L'Australie fait face à une flambée des cas de grippe aviaire, qui touche désormais certains mammifères
Depuis juin, les cas de grippe aviaire se multiplient en Australie, en particulier chez les oiseaux marins. Le virus s'est propagé rapidement, mettant à rude épreuve les capacités de réponse du gouvernement..
L'Australie est confrontée à une épidémie de grippe aviaire (virus H5N1) qui touche désormais sa faune sauvage. Le premier cas a été confirmé en juin 2026 chez un labbe brun, un oiseau marin. Depuis, plus de 300 foyers infectieux ont été recensés, entraînant la mort de milliers d'oiseaux. Le virus, initialement limité aux oiseaux, commence à affecter certains mammifères marins, comme des otaries. Cette propagation rapide inquiète les scientifiques, qui craignent une aggravation de la situation. En 2025, une précédente vague avait déjà touché 1 443 oiseaux sauvages dans 26 pays entre septembre et novembre, signalant une menace globale.
Plusieurs espèces d'oiseaux et de mammifères sont particulièrement vulnérables à cette épidémie. Parmi les oiseaux touchés figurent les sternes huppées, les goélands et les manchots, tandis que des mammifères comme le lion de mer australien ou l'otarie à long museau sont également concernés. L'Australie abrite une faune unique, souvent isolée géographiquement, ce qui limite son exposition à certains pathogènes. Sans immunité naturelle, ces espèces sont plus fragiles face au virus. En 2023, plus de 24 000 otaries d'Amérique du Sud étaient mortes du H5N1 en moins d'un an, illustrant la gravité de la situation.
À ce jour, aucun cas de grippe aviaire H5N1 n'a été détecté dans les exploitations agricoles australiennes, et le risque pour l'homme reste faible selon les autorités. Cependant, la situation est surveillée de près en raison de la capacité du virus à muter et à potentiellement s'adapter aux humains. Les scientifiques rappellent que le H5N1 circule depuis 2020 chez des mammifères comme des renards, des chats ou des bovins, ce qui augmente les risques de transmission inter-espèces. Bien que les cas humains restent rares, la vigilance est de mise pour éviter une propagation plus large.

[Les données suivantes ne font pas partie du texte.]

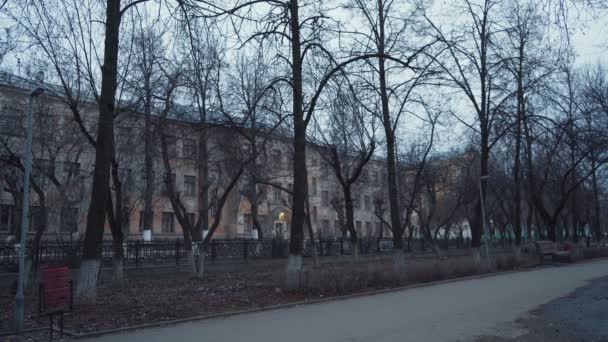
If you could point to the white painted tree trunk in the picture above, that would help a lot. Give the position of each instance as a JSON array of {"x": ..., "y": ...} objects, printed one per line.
[
  {"x": 355, "y": 252},
  {"x": 476, "y": 254},
  {"x": 294, "y": 268},
  {"x": 86, "y": 286},
  {"x": 438, "y": 252},
  {"x": 30, "y": 276},
  {"x": 198, "y": 262},
  {"x": 118, "y": 274},
  {"x": 517, "y": 254},
  {"x": 315, "y": 255},
  {"x": 399, "y": 263}
]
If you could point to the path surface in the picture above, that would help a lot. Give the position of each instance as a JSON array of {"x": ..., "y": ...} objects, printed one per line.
[{"x": 456, "y": 311}]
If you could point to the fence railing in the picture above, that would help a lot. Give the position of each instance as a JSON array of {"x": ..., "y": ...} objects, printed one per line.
[{"x": 137, "y": 252}]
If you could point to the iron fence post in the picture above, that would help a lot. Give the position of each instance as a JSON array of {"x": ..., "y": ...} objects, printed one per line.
[
  {"x": 176, "y": 252},
  {"x": 136, "y": 253},
  {"x": 245, "y": 249},
  {"x": 213, "y": 251}
]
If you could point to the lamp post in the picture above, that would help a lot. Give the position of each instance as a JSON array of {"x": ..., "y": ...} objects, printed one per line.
[
  {"x": 19, "y": 299},
  {"x": 482, "y": 180}
]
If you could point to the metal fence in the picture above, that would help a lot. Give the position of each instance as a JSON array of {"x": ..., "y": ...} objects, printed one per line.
[{"x": 137, "y": 252}]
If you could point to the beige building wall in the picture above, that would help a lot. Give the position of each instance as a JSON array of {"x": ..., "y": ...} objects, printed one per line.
[{"x": 59, "y": 144}]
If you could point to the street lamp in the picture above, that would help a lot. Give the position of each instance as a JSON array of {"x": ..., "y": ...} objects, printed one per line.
[
  {"x": 19, "y": 299},
  {"x": 482, "y": 180}
]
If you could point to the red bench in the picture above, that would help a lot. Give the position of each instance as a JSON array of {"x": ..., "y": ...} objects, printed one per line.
[{"x": 55, "y": 294}]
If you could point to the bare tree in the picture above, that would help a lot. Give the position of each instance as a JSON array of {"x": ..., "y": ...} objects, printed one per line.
[{"x": 346, "y": 142}]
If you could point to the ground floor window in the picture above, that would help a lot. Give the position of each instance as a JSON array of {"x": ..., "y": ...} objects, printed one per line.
[
  {"x": 69, "y": 220},
  {"x": 7, "y": 213},
  {"x": 168, "y": 222}
]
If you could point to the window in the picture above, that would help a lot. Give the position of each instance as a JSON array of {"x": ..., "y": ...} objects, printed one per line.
[
  {"x": 11, "y": 126},
  {"x": 191, "y": 218},
  {"x": 379, "y": 228},
  {"x": 248, "y": 221},
  {"x": 364, "y": 176},
  {"x": 11, "y": 120},
  {"x": 172, "y": 147},
  {"x": 276, "y": 159},
  {"x": 36, "y": 221},
  {"x": 168, "y": 222},
  {"x": 213, "y": 176},
  {"x": 276, "y": 193},
  {"x": 69, "y": 220},
  {"x": 189, "y": 150},
  {"x": 171, "y": 183},
  {"x": 71, "y": 170},
  {"x": 126, "y": 220},
  {"x": 190, "y": 185},
  {"x": 7, "y": 216},
  {"x": 325, "y": 198},
  {"x": 324, "y": 171},
  {"x": 44, "y": 169},
  {"x": 325, "y": 226},
  {"x": 126, "y": 178},
  {"x": 141, "y": 221}
]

Le gouvernement australien a lancé une campagne de vaccination ciblant certaines espèces d'oiseaux menacées. L'objectif est de limiter la propagation du virus et de protéger des populations fragiles. Cependant, cette approche présente des limites : il faut d'abord vérifier que le vaccin induit une réponse immunitaire efficace chez les oiseaux sauvages. Ariful Islam, épidémiologiste à l'université Charles Sturt, souligne que la vaccination n'est pas une solution miracle, car elle ne couvre pas l'ensemble des espèces et ne stoppe pas la transmission entre animaux sauvages.
Les autorités australiennes font face à un défi majeur : le virus se transmet principalement par les animaux sauvages, sur lesquels elles n'ont aucun contrôle. Jane Younger, écologiste à l'université de Tasmanie, explique que la propagation est difficile à enrayer, car elle dépend des déplacements naturels des espèces infectées. Aucun vaccin n'est actuellement autorisé pour les mammifères touchés, comme les otaries. Les experts estiment que la situation pourrait empirer, avec des mortalités massives chez les oiseaux et les mammifères, en l'absence de mesures plus efficaces.
Les scientifiques australiens expriment une inquiétude croissante face à la vitesse de propagation du virus. Euan Ritchie, professeur d'écologie à l'université Deakin, déclare que la situation est *angoissante* et que les autorités n'en sont qu'au début d'une crise qui pourrait s'aggraver. Le ministre de l'Environnement, Murray Watt, a confirmé que des mortalités massives d'oiseaux et de mammifères étaient à craindre. Ces déclarations soulignent l'urgence d'agir pour protéger la biodiversité australienne, unique au monde, avant que la situation ne devienne incontrôlable.